Additionally, Exodus does not meet Apple’s standards when it comes to banning apps that “contain false, fraudulent or misleading representations.” Earlier this week, for example, University of Minnesota Researcher Dr. Gary Remafedi asked Apple to remove Exodus’ app because the group distorted his work in an effort to smear LGBT people.
This transgression alone should have been enough for Apple to put the kibosh on Exodus’ misleading product. Yet, the company is, for some reason, giving a pass to a virulently anti-gay organization that is glaringly and flagrantly violating its own policies.

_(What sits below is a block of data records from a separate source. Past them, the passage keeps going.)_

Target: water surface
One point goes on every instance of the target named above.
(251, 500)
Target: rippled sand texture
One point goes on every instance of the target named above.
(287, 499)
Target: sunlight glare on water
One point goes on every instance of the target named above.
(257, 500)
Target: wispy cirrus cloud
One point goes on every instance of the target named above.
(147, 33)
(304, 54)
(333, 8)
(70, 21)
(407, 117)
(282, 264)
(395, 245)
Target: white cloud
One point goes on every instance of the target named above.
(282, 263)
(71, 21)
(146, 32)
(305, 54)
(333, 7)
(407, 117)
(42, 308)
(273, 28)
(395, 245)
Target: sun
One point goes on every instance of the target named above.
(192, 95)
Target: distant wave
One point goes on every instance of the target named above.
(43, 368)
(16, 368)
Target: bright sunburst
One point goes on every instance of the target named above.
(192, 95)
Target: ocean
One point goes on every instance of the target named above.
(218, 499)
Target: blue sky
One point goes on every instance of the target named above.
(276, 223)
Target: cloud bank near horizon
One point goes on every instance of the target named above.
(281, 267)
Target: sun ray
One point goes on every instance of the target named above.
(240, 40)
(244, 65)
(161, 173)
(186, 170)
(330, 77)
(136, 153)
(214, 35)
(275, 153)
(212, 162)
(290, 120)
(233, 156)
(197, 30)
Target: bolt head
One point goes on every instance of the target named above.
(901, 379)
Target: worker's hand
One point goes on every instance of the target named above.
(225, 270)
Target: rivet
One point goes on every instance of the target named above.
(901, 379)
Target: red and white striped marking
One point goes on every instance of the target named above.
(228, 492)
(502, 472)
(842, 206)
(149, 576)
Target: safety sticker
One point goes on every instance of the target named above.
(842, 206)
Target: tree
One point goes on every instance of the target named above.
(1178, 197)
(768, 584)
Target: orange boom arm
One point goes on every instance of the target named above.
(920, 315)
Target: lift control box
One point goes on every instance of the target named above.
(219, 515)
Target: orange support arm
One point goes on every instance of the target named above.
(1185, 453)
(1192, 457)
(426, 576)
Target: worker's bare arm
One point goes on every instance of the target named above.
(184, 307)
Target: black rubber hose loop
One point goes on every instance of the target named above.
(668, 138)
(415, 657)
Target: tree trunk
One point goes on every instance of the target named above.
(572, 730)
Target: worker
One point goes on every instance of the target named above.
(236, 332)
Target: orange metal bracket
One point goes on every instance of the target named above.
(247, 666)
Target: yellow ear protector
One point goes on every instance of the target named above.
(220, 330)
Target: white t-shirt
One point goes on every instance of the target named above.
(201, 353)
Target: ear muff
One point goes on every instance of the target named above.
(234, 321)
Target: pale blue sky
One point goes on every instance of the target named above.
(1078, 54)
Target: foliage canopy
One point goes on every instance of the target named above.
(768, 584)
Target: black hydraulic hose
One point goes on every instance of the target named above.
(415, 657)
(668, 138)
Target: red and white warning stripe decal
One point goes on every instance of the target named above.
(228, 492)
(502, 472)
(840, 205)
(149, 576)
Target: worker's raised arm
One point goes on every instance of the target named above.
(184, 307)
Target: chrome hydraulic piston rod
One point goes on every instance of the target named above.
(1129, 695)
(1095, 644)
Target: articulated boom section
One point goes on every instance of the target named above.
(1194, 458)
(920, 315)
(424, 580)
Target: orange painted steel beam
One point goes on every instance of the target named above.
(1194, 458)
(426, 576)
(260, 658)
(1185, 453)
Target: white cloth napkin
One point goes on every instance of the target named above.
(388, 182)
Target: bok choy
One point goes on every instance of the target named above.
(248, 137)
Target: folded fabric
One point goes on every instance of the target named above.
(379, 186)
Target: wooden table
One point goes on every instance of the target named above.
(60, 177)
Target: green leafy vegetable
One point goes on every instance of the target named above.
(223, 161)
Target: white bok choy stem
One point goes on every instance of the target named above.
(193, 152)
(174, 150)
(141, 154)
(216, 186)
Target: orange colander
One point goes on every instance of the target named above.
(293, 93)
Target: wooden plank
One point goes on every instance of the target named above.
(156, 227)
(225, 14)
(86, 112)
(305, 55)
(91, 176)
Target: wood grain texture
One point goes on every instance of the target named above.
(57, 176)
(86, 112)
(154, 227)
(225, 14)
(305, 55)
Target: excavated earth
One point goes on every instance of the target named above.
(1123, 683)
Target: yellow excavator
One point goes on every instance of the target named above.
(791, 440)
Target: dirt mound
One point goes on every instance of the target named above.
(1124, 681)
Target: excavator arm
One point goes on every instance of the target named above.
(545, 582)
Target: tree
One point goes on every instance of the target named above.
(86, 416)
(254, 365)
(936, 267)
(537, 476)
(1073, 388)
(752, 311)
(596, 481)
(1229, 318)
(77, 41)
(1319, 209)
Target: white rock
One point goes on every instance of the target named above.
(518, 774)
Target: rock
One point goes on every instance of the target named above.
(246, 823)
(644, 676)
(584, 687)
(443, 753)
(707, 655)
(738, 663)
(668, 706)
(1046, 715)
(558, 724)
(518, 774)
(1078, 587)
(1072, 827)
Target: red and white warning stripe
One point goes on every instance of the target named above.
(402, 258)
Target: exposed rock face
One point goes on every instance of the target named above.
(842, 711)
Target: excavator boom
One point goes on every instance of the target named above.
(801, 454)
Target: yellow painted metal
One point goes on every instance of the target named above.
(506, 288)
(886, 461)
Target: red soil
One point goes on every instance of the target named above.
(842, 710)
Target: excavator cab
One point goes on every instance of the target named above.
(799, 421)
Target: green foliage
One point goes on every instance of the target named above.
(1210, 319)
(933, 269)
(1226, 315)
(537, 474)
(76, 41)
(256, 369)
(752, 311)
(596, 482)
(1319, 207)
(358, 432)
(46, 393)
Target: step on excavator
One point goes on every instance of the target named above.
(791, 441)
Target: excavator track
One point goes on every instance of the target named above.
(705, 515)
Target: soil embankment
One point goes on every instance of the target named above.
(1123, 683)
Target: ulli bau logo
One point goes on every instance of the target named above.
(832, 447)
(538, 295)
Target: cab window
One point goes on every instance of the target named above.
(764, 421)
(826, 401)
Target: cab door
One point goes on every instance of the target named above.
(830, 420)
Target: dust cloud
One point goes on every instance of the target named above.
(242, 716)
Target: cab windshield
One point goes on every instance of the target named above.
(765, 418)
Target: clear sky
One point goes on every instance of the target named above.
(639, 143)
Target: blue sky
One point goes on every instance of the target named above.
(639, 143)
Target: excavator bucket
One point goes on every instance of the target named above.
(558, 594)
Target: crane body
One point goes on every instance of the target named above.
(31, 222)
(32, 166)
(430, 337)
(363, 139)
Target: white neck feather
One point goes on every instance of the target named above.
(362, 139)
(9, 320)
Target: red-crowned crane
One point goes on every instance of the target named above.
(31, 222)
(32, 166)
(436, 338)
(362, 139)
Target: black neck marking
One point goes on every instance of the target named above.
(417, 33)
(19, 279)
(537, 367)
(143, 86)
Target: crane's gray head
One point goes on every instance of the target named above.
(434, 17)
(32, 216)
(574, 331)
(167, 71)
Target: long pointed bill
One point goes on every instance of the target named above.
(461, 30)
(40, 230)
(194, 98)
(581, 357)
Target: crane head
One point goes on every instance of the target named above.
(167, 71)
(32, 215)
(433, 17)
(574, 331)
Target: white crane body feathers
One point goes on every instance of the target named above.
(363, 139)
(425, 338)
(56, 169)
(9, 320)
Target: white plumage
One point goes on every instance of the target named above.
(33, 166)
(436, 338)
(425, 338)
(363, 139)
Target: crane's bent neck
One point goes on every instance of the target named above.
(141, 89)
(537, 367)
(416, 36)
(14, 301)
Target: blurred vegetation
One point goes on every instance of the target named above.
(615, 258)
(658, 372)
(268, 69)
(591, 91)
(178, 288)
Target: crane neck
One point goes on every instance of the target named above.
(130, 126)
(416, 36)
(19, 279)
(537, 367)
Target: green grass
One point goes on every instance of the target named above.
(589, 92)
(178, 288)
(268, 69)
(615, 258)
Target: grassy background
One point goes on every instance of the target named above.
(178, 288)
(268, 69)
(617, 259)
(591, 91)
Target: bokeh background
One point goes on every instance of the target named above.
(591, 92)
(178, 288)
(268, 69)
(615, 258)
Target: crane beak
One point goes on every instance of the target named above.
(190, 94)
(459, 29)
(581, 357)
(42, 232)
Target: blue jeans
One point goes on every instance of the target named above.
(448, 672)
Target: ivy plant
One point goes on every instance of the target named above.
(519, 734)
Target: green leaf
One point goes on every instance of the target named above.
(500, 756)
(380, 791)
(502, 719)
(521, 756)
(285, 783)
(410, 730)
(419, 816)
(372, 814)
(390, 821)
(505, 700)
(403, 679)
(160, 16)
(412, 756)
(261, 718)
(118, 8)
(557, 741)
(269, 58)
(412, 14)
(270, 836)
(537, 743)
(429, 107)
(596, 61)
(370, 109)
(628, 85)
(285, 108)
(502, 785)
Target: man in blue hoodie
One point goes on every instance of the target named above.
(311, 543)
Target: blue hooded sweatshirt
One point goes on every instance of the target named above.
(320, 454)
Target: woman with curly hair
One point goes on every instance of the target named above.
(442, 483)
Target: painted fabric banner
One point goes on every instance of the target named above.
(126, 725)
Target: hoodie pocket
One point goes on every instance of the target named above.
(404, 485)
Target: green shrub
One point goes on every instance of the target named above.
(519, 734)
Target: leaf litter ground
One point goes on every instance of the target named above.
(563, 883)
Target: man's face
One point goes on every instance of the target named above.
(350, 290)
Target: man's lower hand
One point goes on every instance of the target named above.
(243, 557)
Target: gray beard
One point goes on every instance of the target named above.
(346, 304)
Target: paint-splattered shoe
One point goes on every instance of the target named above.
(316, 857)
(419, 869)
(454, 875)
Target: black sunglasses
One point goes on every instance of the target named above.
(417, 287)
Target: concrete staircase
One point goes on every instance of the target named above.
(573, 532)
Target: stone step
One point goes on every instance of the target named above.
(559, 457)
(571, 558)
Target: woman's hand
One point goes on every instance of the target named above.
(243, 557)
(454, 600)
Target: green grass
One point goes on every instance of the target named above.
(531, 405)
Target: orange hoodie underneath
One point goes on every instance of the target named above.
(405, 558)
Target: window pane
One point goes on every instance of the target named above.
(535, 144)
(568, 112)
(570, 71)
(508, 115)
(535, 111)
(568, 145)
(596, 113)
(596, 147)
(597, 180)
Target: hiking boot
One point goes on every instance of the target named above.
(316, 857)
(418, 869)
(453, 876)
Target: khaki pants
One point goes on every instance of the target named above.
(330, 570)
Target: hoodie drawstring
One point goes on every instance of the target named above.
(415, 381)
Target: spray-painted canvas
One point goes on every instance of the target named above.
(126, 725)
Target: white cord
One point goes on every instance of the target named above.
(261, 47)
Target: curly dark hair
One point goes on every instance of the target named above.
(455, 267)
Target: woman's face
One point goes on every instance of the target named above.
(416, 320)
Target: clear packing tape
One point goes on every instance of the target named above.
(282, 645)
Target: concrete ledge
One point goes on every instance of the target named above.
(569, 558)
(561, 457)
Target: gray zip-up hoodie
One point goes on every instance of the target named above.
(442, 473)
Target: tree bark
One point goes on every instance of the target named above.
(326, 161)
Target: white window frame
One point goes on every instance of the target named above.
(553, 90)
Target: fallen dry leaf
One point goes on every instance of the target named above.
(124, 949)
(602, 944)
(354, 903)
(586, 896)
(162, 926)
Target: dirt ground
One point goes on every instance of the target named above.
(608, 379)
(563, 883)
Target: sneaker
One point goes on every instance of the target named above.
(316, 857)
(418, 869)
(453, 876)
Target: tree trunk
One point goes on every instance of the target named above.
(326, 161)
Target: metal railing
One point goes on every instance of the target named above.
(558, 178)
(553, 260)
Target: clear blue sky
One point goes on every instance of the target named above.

Apple has a responsibility to explain what the heck is going on. Why is this hate group receiving preferential treatment, when countless other apps that were infinitely less offensive did not pass muster?
Finally, the most astounding part of this entire fight is Exodus International’s remarkably dishonest defense. The group is disingenuously claiming that opponents are distorting their position.
“In no way shape or form is our message about trying to cure or do we try to promote that type of methodology or message,” Jeff Buchanan, Exodus International’s Senior Director of Church Equipping & Student Ministries, told The Christian Post.
Has Buchanan not seen his own group’s billboards that claim, “Change is Possible” or “The Truth Brought Freedom?” Is he so clueless as to be unaware of Exodus’ motto, “Freedom from homosexuality through Jesus Christ?”
Apple needs to get its act together and answer some very tough questions. The company’s enforcement of its app standards is simply inconsistent and needs to be clarified. But no matter how one reads the current policy, Exodus fails to make the cut.